Le bouquet de cordes noires se détendit, s'arqua comme un fouet, et Tyrfing repartit en direction d'Adrian, qui l'évita d'un bond. Il se rapprochait toujours d'Alma. L'impératrice future agita le bras droit avec de grands gestes violents ; Tyrfing fendit l'air en retour. Ivre de puissance, la lame résonnait d'une envie de meurtre implacable.

Avec des gestes aussi vifs, Adrian donnait de grands coups de canne pour bloquer les assauts.
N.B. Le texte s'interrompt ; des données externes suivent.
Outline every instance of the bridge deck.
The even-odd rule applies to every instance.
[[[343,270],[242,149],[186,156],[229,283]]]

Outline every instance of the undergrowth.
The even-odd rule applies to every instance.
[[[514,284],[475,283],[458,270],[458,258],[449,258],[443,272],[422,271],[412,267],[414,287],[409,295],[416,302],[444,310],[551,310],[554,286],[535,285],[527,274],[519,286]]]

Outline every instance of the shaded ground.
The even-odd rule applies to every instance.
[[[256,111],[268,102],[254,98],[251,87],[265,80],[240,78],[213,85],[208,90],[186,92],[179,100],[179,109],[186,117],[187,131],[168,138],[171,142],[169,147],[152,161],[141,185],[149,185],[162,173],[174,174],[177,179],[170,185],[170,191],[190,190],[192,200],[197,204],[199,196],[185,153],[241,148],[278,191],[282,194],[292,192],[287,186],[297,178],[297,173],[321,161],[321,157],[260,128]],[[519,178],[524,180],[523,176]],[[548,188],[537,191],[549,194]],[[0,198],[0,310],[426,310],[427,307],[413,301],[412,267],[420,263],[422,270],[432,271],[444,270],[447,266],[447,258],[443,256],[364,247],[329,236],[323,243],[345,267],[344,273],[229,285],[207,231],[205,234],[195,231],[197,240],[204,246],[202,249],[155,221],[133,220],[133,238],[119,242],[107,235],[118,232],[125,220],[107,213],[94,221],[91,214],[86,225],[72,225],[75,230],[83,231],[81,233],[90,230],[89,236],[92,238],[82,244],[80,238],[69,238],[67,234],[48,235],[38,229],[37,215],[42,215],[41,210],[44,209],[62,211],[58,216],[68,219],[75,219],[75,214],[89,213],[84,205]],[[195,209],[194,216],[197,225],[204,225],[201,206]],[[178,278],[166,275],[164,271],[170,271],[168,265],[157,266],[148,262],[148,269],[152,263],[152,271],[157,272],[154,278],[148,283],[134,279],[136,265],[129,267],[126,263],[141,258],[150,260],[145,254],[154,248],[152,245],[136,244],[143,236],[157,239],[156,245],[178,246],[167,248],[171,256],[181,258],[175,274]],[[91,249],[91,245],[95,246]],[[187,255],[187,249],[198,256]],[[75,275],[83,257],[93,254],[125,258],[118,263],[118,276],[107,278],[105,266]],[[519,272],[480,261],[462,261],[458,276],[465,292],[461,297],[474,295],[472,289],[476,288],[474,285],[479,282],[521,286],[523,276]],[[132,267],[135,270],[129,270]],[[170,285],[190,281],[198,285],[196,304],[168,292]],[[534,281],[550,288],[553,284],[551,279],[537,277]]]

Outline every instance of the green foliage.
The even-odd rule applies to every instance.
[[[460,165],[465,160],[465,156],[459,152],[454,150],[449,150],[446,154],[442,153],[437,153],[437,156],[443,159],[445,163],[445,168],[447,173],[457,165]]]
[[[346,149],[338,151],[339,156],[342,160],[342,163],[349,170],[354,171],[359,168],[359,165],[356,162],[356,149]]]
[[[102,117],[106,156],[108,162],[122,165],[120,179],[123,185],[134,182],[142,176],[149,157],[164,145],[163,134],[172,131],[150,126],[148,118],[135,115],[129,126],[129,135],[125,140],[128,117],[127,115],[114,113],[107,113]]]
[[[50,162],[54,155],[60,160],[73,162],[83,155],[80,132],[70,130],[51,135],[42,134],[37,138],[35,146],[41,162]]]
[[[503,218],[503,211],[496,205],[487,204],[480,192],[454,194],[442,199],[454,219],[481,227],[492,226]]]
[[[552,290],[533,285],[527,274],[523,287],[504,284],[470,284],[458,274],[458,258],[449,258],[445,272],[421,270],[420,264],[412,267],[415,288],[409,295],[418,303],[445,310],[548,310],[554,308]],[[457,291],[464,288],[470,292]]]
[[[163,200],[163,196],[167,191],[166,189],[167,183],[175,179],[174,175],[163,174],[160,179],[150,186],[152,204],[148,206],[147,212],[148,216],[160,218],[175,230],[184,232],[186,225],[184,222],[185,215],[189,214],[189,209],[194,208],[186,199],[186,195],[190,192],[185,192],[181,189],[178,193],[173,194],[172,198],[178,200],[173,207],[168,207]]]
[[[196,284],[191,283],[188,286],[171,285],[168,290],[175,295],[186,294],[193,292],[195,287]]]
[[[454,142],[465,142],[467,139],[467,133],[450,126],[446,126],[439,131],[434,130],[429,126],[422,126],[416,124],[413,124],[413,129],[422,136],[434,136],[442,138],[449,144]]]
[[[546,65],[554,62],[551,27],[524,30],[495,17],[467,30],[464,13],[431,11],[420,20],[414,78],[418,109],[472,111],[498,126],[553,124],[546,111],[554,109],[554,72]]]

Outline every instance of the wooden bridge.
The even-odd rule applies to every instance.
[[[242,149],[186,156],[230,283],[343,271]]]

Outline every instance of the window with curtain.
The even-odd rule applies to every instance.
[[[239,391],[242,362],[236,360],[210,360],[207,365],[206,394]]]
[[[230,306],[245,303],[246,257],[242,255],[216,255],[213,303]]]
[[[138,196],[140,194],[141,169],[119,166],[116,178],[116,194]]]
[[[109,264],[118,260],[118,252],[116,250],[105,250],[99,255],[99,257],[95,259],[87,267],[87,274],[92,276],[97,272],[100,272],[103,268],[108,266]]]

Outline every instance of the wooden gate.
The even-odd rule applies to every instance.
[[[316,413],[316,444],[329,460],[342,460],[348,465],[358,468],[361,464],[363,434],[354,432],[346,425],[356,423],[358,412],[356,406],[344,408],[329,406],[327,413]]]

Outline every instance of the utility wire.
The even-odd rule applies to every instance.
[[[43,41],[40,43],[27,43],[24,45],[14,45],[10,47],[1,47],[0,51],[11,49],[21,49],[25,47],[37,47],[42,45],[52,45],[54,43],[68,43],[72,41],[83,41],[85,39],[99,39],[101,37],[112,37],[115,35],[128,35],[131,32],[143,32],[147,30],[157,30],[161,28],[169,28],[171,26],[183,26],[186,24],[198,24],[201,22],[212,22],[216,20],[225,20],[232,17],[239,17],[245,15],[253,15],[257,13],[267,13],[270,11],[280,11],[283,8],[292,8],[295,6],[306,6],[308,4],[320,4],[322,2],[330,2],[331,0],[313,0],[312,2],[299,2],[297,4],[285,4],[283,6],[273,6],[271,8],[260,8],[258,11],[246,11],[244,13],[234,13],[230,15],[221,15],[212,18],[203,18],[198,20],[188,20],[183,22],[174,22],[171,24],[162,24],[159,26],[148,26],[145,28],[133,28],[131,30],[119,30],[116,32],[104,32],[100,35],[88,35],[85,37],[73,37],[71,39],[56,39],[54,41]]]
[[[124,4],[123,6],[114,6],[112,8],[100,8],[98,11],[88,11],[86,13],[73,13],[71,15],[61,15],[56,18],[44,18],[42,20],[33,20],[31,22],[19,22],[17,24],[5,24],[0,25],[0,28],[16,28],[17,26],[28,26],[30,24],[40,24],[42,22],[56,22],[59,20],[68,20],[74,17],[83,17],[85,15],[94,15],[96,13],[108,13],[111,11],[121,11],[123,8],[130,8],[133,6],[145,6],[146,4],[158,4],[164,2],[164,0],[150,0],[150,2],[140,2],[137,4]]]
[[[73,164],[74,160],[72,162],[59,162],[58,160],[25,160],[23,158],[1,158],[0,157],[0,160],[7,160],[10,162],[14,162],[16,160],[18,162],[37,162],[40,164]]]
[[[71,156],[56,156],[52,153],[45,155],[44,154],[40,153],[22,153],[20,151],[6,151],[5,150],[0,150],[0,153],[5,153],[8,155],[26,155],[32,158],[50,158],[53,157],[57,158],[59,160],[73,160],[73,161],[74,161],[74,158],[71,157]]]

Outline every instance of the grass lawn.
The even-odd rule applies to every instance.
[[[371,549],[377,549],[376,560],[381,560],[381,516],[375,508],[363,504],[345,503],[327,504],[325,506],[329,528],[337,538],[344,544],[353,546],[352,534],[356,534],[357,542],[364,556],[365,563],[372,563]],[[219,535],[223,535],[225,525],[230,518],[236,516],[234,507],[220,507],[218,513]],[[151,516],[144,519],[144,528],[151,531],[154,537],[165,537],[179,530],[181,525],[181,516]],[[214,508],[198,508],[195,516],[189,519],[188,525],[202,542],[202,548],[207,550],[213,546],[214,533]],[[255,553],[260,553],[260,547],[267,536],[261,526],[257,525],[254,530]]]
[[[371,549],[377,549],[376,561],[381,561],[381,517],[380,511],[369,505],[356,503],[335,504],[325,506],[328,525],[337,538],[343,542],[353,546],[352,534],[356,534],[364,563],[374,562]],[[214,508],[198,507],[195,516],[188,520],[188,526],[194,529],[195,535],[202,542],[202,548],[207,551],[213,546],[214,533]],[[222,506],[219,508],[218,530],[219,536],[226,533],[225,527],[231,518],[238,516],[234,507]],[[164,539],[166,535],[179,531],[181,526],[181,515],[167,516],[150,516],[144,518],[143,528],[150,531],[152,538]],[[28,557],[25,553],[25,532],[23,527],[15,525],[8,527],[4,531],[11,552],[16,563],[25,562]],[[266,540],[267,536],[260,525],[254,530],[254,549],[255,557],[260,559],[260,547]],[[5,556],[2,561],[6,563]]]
Des copeaux de bois sacré volaient aux alentours, et l'escargot d'obsidienne manqua d'être décapité.

« Elle n'avait pas ce cristal, autrefois, remarqua-t-il. Qui l'a forgée ainsi ? Est-ce vous ? Où l'avez-vous trouvée ?

— On dit qu'à la mort de Justitia, sa précédente propriétaire, un démonologiste nérédien a trouvé la lame fichée dans la terre. Il a senti son potentiel, mais il fallait, pour que Tyrfing devienne l'arme d'un empire, amplifier son pouvoir.

— Tout ceci est délirant. »

Alors qu'il tenait la canne au-dessus de sa tête pour bloquer un autre choc, Alma envoya son pied dans les côtes d'Adrian. Je ne crains rien, se rassura-t-il. Mon corps est fait d'acier, il arrête les balles, etc, etc. Puis il entendit nettement un de ses os craquer, perforer son poumon ; il se plia en deux, lâcha sa canne de défense, qui roula entre eux comme le sceptre d'un roi déchu.

« Un instant, dit-il en reprenant son souffle. Un instant et je suis à vous.

— Je dois partir » dit Alma Treskoff.

Elle ramena le cimeterre dans sa main, puis le déposa dans la valise qu'on lui présentait de nouveau, et se dirigea vers la porte de sortie avec deux gardes, ordonnant aux autres d'achever l'alchimiste.

« Un instant » répéta Adrian tandis que les hommes, pâles comme des fantômes, dégainaient leurs poignards d'assassin. Lames empoisonnées, chuchota son instinct. Comme s'il n'aurait pas pu le deviner tout seul.

Un éclat de métal descendit en direction de son cou, et il tendit la main pour l'arrêter.